LOS ANGELES
A consultant, who worked for the now-closed Hunting Meat Packing Company, admitted that he falsely certified beef being sold by his employer was free of E. coli bacteria, federal officials said.
Jim Johnson, 67, plead guilty to the felony offense this week to making and using a false writing and document, officials said.
Johnson will be sentenced in March and is facing up to five years behind bars, according to officials.
“The defendant’s lie created a public health hazard, and such conduct will not be tolerated,” said U.S. Attorney Eileen M. Decker. “The public is entitled to have confidence in the food that makes it to its tables.
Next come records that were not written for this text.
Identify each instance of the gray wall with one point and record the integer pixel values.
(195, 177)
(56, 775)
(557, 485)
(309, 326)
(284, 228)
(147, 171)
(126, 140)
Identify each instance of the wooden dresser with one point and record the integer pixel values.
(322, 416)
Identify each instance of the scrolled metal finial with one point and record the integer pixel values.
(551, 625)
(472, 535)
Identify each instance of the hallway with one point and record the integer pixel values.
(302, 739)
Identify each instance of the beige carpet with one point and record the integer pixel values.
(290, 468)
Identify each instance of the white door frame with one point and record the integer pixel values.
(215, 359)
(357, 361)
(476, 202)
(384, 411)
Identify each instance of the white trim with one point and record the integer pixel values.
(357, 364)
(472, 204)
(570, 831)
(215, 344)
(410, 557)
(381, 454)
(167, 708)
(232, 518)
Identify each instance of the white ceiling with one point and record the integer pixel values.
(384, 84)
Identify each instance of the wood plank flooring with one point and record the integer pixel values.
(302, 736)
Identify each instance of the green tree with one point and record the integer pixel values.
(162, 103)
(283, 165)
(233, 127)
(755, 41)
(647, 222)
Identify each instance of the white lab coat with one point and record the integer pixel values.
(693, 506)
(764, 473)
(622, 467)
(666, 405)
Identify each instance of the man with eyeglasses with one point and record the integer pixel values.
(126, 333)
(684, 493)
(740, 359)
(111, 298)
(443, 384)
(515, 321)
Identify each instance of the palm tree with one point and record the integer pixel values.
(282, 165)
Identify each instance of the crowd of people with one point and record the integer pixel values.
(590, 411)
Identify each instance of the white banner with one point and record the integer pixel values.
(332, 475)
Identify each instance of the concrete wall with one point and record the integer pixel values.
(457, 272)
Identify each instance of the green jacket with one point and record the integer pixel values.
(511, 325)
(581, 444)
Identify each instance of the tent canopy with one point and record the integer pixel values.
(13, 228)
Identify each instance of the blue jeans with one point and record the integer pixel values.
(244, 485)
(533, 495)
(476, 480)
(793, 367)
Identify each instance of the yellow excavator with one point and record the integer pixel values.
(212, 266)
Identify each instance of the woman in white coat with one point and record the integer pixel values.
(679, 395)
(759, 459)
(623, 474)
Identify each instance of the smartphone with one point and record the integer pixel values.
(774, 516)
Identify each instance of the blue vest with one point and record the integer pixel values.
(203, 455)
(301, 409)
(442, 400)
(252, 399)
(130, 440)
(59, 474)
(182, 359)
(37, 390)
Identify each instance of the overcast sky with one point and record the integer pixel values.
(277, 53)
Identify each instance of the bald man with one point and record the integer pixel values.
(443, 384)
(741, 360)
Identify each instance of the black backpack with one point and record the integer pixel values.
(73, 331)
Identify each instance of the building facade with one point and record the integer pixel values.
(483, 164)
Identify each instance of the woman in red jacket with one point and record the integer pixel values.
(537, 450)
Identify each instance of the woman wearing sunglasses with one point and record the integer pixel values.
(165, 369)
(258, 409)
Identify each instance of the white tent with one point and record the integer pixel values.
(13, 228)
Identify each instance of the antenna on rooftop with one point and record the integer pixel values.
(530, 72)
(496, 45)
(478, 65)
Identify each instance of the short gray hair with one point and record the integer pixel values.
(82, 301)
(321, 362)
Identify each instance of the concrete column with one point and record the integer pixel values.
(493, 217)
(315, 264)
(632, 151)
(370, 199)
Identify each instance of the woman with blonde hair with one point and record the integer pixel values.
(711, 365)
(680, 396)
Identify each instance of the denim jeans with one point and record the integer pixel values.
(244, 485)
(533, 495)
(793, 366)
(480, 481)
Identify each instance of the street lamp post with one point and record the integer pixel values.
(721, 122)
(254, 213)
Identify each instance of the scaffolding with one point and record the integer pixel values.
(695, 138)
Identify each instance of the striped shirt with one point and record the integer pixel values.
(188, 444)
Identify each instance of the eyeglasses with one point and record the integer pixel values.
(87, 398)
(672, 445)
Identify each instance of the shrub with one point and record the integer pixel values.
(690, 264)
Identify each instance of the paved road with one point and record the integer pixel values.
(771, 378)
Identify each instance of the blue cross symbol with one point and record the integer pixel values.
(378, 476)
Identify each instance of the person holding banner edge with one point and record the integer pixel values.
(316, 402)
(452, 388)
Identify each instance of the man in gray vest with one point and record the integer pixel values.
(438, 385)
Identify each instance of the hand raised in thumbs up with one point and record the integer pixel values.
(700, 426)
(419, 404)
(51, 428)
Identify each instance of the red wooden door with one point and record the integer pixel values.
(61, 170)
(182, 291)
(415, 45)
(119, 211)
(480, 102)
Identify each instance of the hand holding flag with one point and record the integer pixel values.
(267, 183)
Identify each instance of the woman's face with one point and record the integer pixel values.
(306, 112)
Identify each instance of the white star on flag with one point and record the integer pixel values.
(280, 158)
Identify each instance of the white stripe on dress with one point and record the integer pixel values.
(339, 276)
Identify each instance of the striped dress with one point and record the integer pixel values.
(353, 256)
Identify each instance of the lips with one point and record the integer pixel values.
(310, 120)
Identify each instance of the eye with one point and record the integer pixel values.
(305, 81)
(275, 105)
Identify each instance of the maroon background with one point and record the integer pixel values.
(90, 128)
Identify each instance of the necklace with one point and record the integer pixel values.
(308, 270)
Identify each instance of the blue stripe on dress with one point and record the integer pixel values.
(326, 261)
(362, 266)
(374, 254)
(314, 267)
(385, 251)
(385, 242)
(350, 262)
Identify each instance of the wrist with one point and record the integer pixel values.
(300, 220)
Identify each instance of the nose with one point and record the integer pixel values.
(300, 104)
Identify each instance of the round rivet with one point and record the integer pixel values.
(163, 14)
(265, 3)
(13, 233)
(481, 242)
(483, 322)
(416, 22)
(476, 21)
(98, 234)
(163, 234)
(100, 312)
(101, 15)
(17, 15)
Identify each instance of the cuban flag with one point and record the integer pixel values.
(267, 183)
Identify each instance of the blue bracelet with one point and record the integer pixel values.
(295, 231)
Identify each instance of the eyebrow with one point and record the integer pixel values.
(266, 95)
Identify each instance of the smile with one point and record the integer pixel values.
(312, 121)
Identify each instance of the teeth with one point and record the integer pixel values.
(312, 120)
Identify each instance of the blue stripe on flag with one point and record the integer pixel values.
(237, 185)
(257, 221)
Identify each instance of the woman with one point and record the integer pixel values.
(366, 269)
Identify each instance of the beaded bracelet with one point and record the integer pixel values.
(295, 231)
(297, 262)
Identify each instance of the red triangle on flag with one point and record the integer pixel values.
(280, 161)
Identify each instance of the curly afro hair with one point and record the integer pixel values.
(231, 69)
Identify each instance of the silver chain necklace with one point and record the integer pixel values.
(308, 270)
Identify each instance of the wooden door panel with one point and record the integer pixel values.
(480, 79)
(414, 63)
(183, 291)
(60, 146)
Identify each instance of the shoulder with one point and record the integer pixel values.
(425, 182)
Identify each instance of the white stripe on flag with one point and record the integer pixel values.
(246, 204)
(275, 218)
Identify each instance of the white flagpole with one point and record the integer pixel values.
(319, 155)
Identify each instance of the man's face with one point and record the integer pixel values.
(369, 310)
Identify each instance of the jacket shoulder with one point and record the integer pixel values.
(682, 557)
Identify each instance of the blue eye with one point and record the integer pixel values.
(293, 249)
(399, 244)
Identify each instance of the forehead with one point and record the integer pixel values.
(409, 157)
The Department of Justice will continue to prosecute aggressively those whose conduct undermines that confidence.”
Huntington Meat was a Montebello-based meat processing and distribution company that sold raw ground beef that was used by other companies to make products such as beef patties and burrito mix.
Under a food safety plan approved by the U.S. Department of Agriculture, Huntington Meat was required to test its meat for the Escherichia coli 0157:H7 bacterium.
In his plea agreement, Johnson admitted that in 2010 he provided the USDA’s Food Safety Inspection Service with a fake Certificate of Analysis which falsely stated that a beef sample from the company had tested negative for E. coli.
Subsequent lab results showed that some of this meat was contaminated with E. coli. – which prompted the Food Safety Inspection to issue recall 864,000 pounds of meat
There were no illnesses linked to the recalled beef.